Es gilt doch, dass die Veränderung der Umstände nicht der Risikosphäre einer Partei zuzuordnen sein darf. Hier wird jetzt (1) angenommen, dass das Risiko des Ausfalls allein in die Sphäre von V falle, und (2) damit auch noch begründet, warum nun die VSS von 313 Abs. 1 erfüllt seien. Beides verstehe ich nicht. Das Risiko träfe doch wenn, dann M (Parade = Motiv für die Anmietung des Balkons), und wenn das Risiko den M treffen würde, dann wäre doch wiederum ein Rücktritt nach 313 I, III ausgeschlossen.

TI

Timurso

17.10.2024, 20:14:28

Wenn das Risiko M treffen würde, wäre ein Rücktritt ausgeschlossen, das ist richtig. Allerdings soll das Risiko nach dem Vertrag gerade nicht M treffen, da es sich nicht um einen "normalen" Mietvertrag handelt, sondern der Balkon speziell wegen des besonderen Anlasses zu einem besonders hohen Preis vermietet wird. Daher ist nach dem Inhalt des Vertrages eindeutig, dass V dieses Risiko trägt, was im Gegenzug den Preis rechtfertigt.
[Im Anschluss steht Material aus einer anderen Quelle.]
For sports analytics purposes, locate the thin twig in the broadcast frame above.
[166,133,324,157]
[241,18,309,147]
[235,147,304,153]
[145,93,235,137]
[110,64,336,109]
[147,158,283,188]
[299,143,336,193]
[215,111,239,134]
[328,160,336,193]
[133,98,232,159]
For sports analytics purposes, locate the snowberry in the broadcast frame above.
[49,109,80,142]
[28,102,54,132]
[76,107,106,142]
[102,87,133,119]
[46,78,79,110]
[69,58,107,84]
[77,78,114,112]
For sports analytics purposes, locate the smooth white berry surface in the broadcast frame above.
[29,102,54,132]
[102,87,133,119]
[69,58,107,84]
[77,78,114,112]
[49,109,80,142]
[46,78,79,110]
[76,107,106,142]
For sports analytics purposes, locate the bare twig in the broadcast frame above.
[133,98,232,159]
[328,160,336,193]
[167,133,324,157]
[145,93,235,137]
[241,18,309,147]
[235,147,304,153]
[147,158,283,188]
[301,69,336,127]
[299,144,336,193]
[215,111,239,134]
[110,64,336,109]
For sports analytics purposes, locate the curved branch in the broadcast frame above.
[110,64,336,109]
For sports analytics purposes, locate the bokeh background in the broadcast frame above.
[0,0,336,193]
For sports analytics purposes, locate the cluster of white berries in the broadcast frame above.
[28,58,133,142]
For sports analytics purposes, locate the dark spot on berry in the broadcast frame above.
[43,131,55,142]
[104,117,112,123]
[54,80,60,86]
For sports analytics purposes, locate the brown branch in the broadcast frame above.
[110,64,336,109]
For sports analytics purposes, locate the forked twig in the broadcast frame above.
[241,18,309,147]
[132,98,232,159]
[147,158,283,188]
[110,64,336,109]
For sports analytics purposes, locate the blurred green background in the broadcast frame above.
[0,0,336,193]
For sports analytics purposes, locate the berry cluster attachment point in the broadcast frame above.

Es wäre widersprüchlich von V, zu sagen, dass der Balkon wegen des Umzuges besonders teuer ist, aber der M das Risiko trägt, ob der Umzug überhaupt stattfindet.

FÖB

Föbi

17.10.2024, 21:24:18

Auch diese Argument verstehe ich nicht. (1) „

§ 313 BGB

ist nicht anwendbar, wenn sich durch die Störung vordringlich ein Risiko verwirklicht, das eine Partei zu tragen hat.“ In der Falllösung wird aber das Risiko V zugeschrieben. Warum ist dann 313 trotzdem anwendbar? Und (2) wieso sollte M das Risiko dafür tragen, dass der Umzug stattfindet? Der Umzug hat doch keinen Einfluss darauf, was er leisten muss, er schuldet die Gebrauchsüberlassung des Balkons. Ob M den Balkon nutzen kann wofür er ihn gemietet hat ist doch seine Sache, das ist für mich das gleiche wie der Sushi-Fall weiter vorne in den Aufgaben. Oder geht es um die Äquivalenz von Leistung und Gegenleistung, die nur besteht wenn der Umzug stattfindet?

TI

Timurso

18.10.2024, 06:59:01

1. Dieser Satz ist schlicht ungenau formuliert. Richtig wäre: "

§ 313 BGB

ist nicht anwendbar, wenn sich ein Risiko bei der Partei verwirklicht, die dieses nach dem Vertrag zu tragen hat". Hier verwirklicht sich das Risiko bei M, zu tragen hat es V. 2. Der Umzug hat keinen Einfluss darauf, was V leisten muss, das ist richtig. Allerdings wird er durch die Preisgestaltung deutlich zur Grundlage des Vertrages, V macht sich den Umzug sozusage zueigen. Daher kommt es hier ausnahmsweise zu einer Verschiebung der Risikoverteilung, die ansonsten hinsichtlich der Nutzung grundsätzlich den Mieter trifft.